La demande d’annulation du jugement du 16 janvier 2018 sera donc rejetée.
3°) Sur la liquidation de l’astreinte prononcée par le juge de l’exécution
L’article L.131-4 du code des procédures civiles d’exécution prévoit que le montant de l’astreinte provisoire est liquidé en tenant compte du comportement de celui à qui l’injonction a été adressée et des difficultés qu’il a rencontrées pour l’exécuter.

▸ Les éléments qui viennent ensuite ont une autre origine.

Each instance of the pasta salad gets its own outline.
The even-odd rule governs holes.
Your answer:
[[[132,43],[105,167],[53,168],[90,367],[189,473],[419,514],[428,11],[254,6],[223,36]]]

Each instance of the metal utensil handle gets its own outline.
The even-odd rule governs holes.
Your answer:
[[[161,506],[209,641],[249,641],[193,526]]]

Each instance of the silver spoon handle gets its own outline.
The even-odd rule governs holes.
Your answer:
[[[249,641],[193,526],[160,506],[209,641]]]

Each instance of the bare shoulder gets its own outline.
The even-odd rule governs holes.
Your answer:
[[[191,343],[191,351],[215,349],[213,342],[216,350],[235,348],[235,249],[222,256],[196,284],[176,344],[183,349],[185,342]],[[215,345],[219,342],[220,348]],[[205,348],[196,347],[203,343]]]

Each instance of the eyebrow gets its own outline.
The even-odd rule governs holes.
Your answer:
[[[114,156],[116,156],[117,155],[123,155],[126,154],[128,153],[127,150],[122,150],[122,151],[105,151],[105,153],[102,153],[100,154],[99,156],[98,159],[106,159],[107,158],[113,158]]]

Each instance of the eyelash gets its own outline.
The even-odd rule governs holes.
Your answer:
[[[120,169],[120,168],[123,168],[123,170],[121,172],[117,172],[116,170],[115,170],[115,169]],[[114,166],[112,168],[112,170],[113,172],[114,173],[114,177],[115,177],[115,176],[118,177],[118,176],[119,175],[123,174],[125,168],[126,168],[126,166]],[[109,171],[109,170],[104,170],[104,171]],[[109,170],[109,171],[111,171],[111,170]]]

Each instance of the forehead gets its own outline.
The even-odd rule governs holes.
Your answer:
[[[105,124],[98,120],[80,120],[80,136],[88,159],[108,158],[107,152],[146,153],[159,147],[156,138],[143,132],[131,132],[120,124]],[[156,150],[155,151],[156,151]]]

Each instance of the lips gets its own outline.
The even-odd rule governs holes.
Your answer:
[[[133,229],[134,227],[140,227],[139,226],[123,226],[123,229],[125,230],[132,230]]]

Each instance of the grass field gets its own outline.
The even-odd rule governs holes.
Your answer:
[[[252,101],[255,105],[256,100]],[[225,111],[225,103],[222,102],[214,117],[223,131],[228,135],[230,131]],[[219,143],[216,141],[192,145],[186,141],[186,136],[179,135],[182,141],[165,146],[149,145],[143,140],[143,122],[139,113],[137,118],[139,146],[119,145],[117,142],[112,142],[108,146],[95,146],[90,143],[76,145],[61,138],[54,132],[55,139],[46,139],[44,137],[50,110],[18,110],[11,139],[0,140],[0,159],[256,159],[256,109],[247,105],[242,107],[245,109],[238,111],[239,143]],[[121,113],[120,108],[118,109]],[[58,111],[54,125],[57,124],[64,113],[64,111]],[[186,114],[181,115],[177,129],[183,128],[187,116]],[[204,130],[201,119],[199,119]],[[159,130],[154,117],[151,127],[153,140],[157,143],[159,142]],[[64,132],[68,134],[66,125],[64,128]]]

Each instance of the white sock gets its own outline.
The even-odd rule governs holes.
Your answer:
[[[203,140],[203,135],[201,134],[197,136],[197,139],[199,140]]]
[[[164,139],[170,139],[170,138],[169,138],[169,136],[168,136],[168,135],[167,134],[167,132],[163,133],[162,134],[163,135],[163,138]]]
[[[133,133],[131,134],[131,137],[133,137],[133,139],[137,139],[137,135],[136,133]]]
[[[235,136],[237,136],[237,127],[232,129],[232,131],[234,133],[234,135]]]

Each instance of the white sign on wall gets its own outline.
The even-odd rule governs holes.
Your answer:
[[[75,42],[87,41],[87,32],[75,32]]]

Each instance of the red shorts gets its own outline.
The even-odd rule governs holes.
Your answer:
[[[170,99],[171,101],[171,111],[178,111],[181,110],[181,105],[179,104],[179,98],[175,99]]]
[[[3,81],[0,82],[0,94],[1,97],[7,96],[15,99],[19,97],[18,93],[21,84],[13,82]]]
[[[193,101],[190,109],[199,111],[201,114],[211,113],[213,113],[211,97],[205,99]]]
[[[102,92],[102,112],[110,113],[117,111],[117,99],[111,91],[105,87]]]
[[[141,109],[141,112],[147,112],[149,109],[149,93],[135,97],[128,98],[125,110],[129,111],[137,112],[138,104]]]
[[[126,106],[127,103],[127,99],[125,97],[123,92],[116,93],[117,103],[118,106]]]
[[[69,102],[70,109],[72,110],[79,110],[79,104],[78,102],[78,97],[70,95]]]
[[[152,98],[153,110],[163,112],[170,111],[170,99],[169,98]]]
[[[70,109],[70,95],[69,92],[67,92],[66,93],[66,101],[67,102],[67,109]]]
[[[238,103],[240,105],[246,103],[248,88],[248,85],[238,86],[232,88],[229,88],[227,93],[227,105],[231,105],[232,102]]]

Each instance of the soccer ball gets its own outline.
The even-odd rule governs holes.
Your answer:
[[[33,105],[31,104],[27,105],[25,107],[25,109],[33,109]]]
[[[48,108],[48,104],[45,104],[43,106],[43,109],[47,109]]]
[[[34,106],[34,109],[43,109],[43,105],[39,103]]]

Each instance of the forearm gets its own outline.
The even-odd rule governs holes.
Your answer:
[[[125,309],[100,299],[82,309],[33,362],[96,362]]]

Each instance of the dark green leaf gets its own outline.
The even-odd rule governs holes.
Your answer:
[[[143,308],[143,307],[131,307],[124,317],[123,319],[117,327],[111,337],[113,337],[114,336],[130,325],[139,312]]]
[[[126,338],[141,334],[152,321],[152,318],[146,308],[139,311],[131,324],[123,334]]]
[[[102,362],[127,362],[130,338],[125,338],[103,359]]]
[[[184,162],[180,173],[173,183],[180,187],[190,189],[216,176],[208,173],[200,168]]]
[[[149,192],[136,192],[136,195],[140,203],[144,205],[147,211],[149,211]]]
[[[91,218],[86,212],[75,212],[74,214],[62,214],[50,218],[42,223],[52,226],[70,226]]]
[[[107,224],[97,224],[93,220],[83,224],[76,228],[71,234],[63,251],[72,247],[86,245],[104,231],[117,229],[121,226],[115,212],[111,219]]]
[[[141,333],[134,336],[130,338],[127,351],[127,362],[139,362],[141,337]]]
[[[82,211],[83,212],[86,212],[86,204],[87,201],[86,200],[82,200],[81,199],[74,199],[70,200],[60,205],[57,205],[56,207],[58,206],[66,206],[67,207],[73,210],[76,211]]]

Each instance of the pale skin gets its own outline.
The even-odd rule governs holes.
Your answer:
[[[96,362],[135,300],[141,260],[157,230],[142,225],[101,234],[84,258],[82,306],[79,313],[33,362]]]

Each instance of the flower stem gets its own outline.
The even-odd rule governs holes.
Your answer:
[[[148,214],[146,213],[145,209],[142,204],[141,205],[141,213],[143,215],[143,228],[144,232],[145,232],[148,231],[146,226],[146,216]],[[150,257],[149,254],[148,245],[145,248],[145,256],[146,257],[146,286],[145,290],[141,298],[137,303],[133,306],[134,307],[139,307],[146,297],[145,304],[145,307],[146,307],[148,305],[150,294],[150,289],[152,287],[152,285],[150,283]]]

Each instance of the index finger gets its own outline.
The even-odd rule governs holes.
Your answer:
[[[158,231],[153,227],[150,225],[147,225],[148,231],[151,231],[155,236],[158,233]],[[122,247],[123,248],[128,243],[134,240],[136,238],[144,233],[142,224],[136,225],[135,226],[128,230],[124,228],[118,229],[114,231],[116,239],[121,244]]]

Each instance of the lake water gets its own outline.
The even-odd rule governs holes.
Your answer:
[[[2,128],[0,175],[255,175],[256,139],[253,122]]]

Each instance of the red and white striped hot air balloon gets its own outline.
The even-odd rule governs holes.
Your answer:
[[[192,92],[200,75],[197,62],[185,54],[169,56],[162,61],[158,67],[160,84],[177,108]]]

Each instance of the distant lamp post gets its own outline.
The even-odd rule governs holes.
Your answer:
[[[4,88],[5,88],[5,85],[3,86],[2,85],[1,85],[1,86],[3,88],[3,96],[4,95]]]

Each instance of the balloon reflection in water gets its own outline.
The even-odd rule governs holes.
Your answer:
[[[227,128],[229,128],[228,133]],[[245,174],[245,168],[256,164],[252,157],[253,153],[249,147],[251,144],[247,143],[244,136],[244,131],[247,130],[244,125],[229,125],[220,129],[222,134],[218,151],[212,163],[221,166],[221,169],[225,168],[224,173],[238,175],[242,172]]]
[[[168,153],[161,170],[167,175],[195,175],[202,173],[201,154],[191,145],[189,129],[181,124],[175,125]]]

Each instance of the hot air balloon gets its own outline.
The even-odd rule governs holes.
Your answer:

Suivant ordonnance du 27 janvier 2017, le juge des référés du tribunal de grande instance de Fort-de-France a fait injonction à Monsieur Y B-X de publier son titre de propriété sous astreinte de 300 euros par jour de retard à l’expiration d’un délai de 15 jours courant à compter de la signification de la décision et pendant un délai de deux mois.
Cette décision a été signifiée à l’intéressé le 13 mars 2017.
Monsieur B-X n’a pas publié son titre de propriété dans le délai imparti et n’a justifié, ni en première instance, ni en appel, d’un éventuel empêchement à exécuter cette obligation.
C’est donc à bon droit et par des motifs qu’il y a lieu d’adopter, dont le débat d’appel n’a pas modifié la pertinence, que le juge de l’exécution a, dans sa décision du 13 janvier 2018, constaté que le débiteur ne s’était pas exécuté de son obligation de publier son titre de propriété et a prononcé la liquidation de l’astreinte provisoire.
La décision entreprise sera donc confirmée, sauf à préciser comme le justifie le syndicat des copropriétaires du PATIO DE CLUNY aux débats, que sa créance s’élève à la somme de 20.833,29 euros au 17 juin 2019.
2°) Sur les demandes formées par le syndicat des copropriétaires du PATIO DE
CLUNY
Monsieur B-X qui succombe, sera condamné aux dépens.
Le syndicat des copropriétaires du PATIO DE CLUNY sollicite le versement de la somme de 4.458,50 euros au titre de ses frais de procédure sur le fondement de l’application de la clause d’aggravation des charges de propriété.
Toutefois, le syndicat ne fournit pas aux débats le règlement des charges de copropriété du PATIO DE CLUNY, document qui seul, aurait pu permettre à la cour d’apprécier l’applicabilité de la clause d’aggravation des charges au présent litige. La pièce n°29 communiquée par le syndicat, à supposer qu’elle constitue bien un extrait de ce règlement, ne permet pas de connaître, dans leur intégralité, la nature des charges communes dont l’aggravation peut être mise à la charge d’un seul propriétaire.
La demande de paiement de la somme de 4.458,5 euros au titre de l’aggravation des charges de copropriété sera donc rejetée.
PAR CES MOTIFS
La Cour,
Statuant par arrêt contradictoire, prononcé par mise à disposition au greffe,
REJETTE la demande de révocation de l’ordonnance de clôture ;
REJETTE la demande d’annulation du jugement du juge de l’exécution du tribunal de grande instance de FORT-DE-FRANCE du 16 janvier 2018 ;
CONFIRME la décision du juge de l’exécution du tribunal de grande instance de FORT-DE-FRANCE du 16 janvier 2018, sauf à préciser que la créance du syndicat des copropriétaires du PATIO DE CLUNY s’élève à la somme de 20.388,29 euros au 17 juin 2019 ;
Y ajoutant,
REJETTE la demande formée par le syndicat des copropriétaires du PATIO DE CLUNY au titre de l’aggravation des charges de copropriété ;
CONDAMNE Monsieur Y B-X aux dépens.
Signé par Madame Christine PARIS, Présidente de Chambre et Mme Micheline MAGLOIRE, Greffière, lors du prononcé à laquelle la minute a été remise.